Claudii Claudiani Carmina
Panegyricus Dictus Probino et Olybrio ConsulibusI
Sol, qui flammigeris mundum complexus habenis volvis inexhausto redeuntia saecula motu, sparge diem meliore coma crinemque repexi blandius elato surgant temone iugales efflantes roseum frenis spumantibus ignem. iam nova germanis vestigia torqueat annus consulibus, laetique petant exordia menses.
Scis genus Auchenium, nec te latuere potentes Anniadae; nam saepe soles ductoribus illis 10instaurare vias et cursibus addere nomen. his neque per dubium pendet Fortuna favorem nec novit mutare vices, sed fixus in omnes cognatos procedit honos. quemcumque require hac de stirpe virum: certum est de consule nasci.
The Poems of Claudian
Panegyric on the Consuls Probinus and Olybrius
Sun, that encirclest the world with reins of flame and rollest in ceaseless motion the revolving centuries, scatter thy light with kindlier beams and let thy coursers, their manes combed and they breathing forth a rosy flame from their foaming bits, climb the heavens more jocund in their loftier drawn chariot.

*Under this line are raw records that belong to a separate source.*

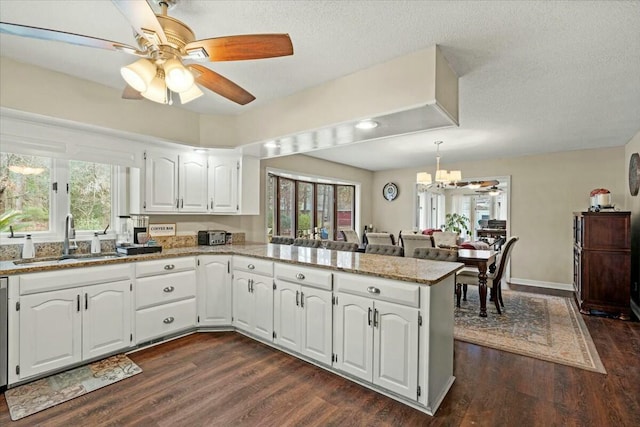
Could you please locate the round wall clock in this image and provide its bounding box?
[629,153,640,196]
[382,182,398,201]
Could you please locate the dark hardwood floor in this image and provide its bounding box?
[0,296,640,427]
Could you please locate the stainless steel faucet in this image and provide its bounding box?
[62,213,78,256]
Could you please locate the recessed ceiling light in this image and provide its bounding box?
[356,119,378,129]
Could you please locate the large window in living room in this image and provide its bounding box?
[266,173,357,241]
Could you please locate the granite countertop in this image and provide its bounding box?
[0,242,463,285]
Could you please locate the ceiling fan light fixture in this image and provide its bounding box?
[120,58,156,92]
[141,73,168,104]
[164,58,194,93]
[179,84,204,104]
[416,172,432,185]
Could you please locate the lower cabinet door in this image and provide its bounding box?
[334,293,373,381]
[273,281,300,352]
[136,298,196,343]
[251,275,273,341]
[198,255,231,326]
[373,301,418,399]
[300,286,333,365]
[81,280,131,359]
[20,289,82,378]
[233,271,253,332]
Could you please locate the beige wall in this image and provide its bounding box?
[152,155,373,246]
[0,57,205,145]
[372,147,627,286]
[622,131,640,305]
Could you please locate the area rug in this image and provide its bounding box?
[5,354,142,421]
[454,286,606,374]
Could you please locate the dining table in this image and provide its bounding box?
[458,249,501,317]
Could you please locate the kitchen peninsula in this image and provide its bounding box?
[0,244,462,414]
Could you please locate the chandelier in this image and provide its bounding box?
[416,141,462,188]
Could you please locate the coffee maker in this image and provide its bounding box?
[116,215,149,246]
[131,215,149,245]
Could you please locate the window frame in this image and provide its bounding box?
[0,150,121,244]
[265,168,360,240]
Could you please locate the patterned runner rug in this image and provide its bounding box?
[5,354,142,421]
[454,286,607,374]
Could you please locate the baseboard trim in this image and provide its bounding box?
[507,277,574,292]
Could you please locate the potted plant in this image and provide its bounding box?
[444,213,469,233]
[0,211,22,231]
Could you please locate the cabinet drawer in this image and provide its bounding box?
[233,256,273,277]
[136,298,196,343]
[273,264,332,291]
[136,271,196,309]
[136,257,196,277]
[20,264,133,295]
[334,273,420,307]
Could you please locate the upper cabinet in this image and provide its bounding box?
[130,149,260,215]
[143,150,207,213]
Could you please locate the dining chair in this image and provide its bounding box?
[456,236,520,308]
[269,236,294,245]
[293,238,322,248]
[366,233,396,245]
[400,233,433,257]
[327,240,360,252]
[364,244,402,256]
[340,229,360,246]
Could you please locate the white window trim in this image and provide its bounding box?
[264,167,362,236]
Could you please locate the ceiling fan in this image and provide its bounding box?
[476,186,501,196]
[0,0,293,105]
[456,179,500,189]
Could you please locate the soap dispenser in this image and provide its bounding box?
[91,233,100,254]
[22,234,36,259]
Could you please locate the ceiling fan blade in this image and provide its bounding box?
[0,22,137,53]
[122,85,142,99]
[185,34,293,61]
[111,0,167,45]
[187,64,256,105]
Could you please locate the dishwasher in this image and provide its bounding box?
[0,277,9,391]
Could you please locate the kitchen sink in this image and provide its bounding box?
[13,253,122,267]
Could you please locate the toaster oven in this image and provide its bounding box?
[198,230,227,246]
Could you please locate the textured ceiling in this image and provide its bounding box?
[0,0,640,170]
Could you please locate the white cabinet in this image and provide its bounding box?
[135,257,196,344]
[232,256,273,342]
[197,255,231,326]
[274,264,332,365]
[143,150,207,213]
[207,150,260,215]
[178,154,207,213]
[233,271,273,342]
[334,275,420,400]
[208,155,240,213]
[19,280,131,379]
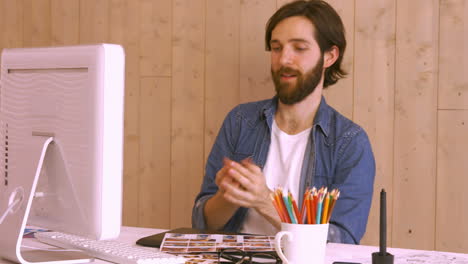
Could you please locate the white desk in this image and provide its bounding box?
[0,227,468,264]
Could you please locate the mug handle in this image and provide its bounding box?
[275,231,293,264]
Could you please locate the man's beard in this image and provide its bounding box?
[271,56,323,105]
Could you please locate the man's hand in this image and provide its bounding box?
[216,159,271,211]
[204,158,280,229]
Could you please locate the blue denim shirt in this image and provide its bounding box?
[192,97,375,244]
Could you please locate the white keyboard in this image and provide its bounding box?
[34,232,185,264]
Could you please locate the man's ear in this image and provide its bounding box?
[323,46,340,68]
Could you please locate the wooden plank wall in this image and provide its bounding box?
[0,0,468,252]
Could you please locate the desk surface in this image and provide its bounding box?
[0,227,468,264]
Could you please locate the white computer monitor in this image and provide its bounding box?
[0,44,125,262]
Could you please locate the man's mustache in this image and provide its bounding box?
[276,67,301,76]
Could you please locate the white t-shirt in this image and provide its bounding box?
[240,119,311,235]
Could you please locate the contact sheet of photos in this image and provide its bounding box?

Now let the year bend its new steps for the consul brothers and the glad months take their beginning.
Thou wottest of the Auchenian1 race nor are the powerful Anniadae unknown to thee, for thou oft hast started thy yearly journey with them as consuls and hast given their name to thy revolution. For them Fortune neither hangs on uncertain favour nor changes, but honours, firmly fixed, pass to all their kin. Select what man thou wilt from their family, ’tis certain he is a consul’s son. Their ancestors are
- 1Probinus and Olybrius, the consuls for 395 (they were brothers), both belonged to the Anician gens, of which Auchenius became an alternative gentile name, Anicius becoming, in these cases, the praenomen. Many members of this family had been, and were to be, consuls: e.g. Anicius Auchenius Bassus in a.d. 408. The Annian gens was related by intermarriage to the Anician: e.g. Annius Bassus (cos. 331) who married the daughter of Annius Anicius Iulianus (cos. 322).